Search code examples
jsongoogle-bigquerynested

How to insert JSON data from a BigQuery Json table into a nested table?


I have a BigQuery table called json_data with a single column json_column of type STRING. The JSON data stored in this column has the following structure:

{
  "id": 1,
  "name": "John Doe",
  "email": "john@example.com",
  "addresses": [
    {
      "street": "123 Main St",
      "city": "New York",
      "country": "USA"
    },
    {
      "street": "456 Elm St",
      "city": "Los Angeles",
      "country": "USA"
    }
  ]
}

I want to insert this JSON data into a nested table called users in BigQuery, which has the following schema:

CREATE TABLE users (
  id INT64,
  name STRING,
  email STRING,
  addresses ARRAY<STRUCT<
    street STRING,
    city STRING,
    country STRING
  >>
)

Can someone please guide me on how to write a SQL query to achieve this? I would like to extract the JSON data from the json_data table and insert it into the users table with the appropriate structure.

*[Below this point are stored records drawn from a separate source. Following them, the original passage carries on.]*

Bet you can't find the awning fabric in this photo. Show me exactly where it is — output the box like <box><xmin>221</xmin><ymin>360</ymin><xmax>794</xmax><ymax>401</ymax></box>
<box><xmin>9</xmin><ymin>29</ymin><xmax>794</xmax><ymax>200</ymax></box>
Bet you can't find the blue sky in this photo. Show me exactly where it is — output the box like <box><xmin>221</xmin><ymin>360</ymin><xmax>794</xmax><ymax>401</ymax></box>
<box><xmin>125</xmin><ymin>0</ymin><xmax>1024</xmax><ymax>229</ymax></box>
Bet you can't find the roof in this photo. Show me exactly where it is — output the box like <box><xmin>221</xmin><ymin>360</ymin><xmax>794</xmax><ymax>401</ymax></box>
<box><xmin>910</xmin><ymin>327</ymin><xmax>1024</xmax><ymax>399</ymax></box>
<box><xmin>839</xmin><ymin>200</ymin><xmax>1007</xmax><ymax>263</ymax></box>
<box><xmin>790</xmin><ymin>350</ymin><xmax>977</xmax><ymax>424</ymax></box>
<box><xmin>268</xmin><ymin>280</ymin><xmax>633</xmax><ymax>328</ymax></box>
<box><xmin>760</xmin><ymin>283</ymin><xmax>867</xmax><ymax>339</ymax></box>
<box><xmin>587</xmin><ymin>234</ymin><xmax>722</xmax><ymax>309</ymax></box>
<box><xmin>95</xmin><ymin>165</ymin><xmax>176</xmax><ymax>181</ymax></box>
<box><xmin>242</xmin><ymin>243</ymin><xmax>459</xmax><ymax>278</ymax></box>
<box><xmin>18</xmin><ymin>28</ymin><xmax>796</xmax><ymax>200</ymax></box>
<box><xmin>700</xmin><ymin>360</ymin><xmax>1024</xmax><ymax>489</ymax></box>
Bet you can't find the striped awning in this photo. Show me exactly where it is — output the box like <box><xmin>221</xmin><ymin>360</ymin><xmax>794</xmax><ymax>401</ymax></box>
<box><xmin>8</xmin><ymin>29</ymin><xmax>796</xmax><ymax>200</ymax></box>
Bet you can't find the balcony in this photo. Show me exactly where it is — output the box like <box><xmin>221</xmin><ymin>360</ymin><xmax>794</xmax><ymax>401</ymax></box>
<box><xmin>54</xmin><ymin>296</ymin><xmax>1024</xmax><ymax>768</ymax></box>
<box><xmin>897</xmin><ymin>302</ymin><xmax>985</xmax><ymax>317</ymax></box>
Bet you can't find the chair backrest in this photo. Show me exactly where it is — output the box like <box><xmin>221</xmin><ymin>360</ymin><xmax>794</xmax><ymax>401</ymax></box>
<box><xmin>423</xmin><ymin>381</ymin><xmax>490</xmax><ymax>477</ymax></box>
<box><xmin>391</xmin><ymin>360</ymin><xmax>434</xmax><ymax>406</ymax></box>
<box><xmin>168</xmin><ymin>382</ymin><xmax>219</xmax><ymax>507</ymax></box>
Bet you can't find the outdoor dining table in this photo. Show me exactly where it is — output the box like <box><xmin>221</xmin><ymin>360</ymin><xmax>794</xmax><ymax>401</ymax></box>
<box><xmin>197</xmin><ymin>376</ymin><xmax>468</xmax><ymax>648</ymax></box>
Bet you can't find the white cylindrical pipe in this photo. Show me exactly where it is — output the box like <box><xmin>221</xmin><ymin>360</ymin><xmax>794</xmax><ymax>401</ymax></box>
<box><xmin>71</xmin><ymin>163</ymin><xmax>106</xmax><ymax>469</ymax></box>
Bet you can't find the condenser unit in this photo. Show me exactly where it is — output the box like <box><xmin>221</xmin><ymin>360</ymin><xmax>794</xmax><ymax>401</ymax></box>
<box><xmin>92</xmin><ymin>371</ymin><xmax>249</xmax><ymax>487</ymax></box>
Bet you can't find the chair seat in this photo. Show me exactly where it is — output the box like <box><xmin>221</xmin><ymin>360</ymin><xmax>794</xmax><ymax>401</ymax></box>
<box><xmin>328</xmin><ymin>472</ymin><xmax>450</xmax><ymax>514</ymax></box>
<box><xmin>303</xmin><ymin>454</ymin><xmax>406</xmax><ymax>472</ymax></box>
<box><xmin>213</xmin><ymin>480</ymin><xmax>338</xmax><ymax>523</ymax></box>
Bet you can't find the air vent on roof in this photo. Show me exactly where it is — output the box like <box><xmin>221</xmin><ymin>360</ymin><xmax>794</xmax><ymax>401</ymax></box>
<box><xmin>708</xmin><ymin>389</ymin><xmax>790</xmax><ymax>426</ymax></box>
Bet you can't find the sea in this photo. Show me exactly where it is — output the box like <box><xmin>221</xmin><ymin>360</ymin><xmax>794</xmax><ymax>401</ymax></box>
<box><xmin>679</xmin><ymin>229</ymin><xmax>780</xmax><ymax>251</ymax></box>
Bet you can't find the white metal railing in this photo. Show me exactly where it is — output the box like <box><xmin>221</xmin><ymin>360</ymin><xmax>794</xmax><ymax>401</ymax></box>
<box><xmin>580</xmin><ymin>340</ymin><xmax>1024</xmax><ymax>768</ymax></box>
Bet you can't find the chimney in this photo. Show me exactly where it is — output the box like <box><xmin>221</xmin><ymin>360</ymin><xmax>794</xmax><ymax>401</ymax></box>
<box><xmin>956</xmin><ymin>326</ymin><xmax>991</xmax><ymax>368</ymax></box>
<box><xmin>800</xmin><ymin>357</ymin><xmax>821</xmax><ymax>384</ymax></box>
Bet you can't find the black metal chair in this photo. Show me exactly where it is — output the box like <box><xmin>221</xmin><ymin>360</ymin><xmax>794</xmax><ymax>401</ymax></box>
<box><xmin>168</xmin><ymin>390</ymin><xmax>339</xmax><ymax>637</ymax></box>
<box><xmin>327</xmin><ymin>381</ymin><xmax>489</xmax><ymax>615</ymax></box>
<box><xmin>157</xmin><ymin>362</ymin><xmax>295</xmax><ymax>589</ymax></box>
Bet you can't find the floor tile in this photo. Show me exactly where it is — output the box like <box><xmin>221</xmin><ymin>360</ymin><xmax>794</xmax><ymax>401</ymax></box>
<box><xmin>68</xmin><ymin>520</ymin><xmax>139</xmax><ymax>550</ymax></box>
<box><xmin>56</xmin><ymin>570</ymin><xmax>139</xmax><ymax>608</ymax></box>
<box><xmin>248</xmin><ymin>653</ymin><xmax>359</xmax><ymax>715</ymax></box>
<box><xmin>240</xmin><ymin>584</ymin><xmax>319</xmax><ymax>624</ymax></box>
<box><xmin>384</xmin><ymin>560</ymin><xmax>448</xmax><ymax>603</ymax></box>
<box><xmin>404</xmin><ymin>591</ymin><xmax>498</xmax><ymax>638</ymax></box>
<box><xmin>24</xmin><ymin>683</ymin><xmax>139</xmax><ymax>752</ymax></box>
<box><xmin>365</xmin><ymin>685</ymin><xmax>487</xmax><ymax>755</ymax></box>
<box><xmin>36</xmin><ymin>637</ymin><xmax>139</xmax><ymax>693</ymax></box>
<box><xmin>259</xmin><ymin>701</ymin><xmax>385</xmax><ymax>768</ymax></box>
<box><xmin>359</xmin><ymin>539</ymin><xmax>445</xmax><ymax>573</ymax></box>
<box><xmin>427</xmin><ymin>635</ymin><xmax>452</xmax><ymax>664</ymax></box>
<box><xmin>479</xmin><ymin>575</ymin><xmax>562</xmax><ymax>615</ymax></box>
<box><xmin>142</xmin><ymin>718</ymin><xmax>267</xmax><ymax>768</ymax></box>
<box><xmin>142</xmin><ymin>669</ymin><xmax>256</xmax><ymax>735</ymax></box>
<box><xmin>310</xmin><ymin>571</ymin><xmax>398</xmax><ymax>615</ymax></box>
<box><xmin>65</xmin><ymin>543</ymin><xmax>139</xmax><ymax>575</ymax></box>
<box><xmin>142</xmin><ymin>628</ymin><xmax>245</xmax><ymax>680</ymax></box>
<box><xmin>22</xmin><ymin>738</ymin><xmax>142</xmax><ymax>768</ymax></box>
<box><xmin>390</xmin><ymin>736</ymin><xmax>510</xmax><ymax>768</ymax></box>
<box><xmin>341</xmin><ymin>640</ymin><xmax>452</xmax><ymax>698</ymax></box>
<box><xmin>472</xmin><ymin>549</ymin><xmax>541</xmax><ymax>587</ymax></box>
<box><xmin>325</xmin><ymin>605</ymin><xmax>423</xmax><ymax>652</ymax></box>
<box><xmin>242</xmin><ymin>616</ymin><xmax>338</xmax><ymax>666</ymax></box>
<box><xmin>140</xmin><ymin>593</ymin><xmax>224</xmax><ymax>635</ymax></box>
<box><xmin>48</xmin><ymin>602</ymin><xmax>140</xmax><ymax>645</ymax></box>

Attempt: I tried the below query but it did not give the expected response:

INSERT INTO users (id, name, email, addresses)
SELECT 
  JSON_EXTRACT_SCALAR(json_column, '$.id') AS id,
  JSON_EXTRACT_SCALAR(json_column, '$.name') AS name,
  JSON_EXTRACT_SCALAR(json_column, '$.email') AS email,
  JSON_EXTRACT_ARRAY(json_column, '$.addresses') AS addresses
FROM json_data

But I get an error:

Query column 4 has type ARRAY<STRING> which cannot be inserted into column addresses, which has type ARRAY<STRUCT<street STRING, city STRING, country STRING>> at [2:1]

Any help would be greatly appreciated. Thank you!


Solution

  • I think you should try something like below:

    -- Insert the data from the source_table into the destination_table 
    INSERT INTO destination_table (id, name, email, addresses) 
    SELECT 
     JSON_EXTRACT_SCALAR(json_data, '$.id') AS id, 
     JSON_EXTRACT_SCALAR(json_data, '$.name') AS name, 
     JSON_EXTRACT_SCALAR(json_data, '$.email') AS email, 
     ARRAY( 
       SELECT AS STRUCT 
         JSON_EXTRACT_SCALAR(address, '$.street') AS street, 
         JSON_EXTRACT_SCALAR(address, '$.city') AS city, 
         JSON_EXTRACT_SCALAR(address, '$.country') AS country 
       FROM UNNEST(JSON_EXTRACT_ARRAY(json_data, '$.addresses')) AS address 
     ) AS addresses 
    FROM source_table; 
    

    Most of the things are obvious but the array of structs extraction is explained below :

    • For the addresses column, an array of structs is constructed using the ARRAY and SELECT AS STRUCT syntax.
    • Within the array construction, JSON_EXTRACT_SCALAR is used again to extract values from each address object within the JSON array.
    • The FROM UNNEST clause is used to unnest the JSON array, treating each address object as a separate row.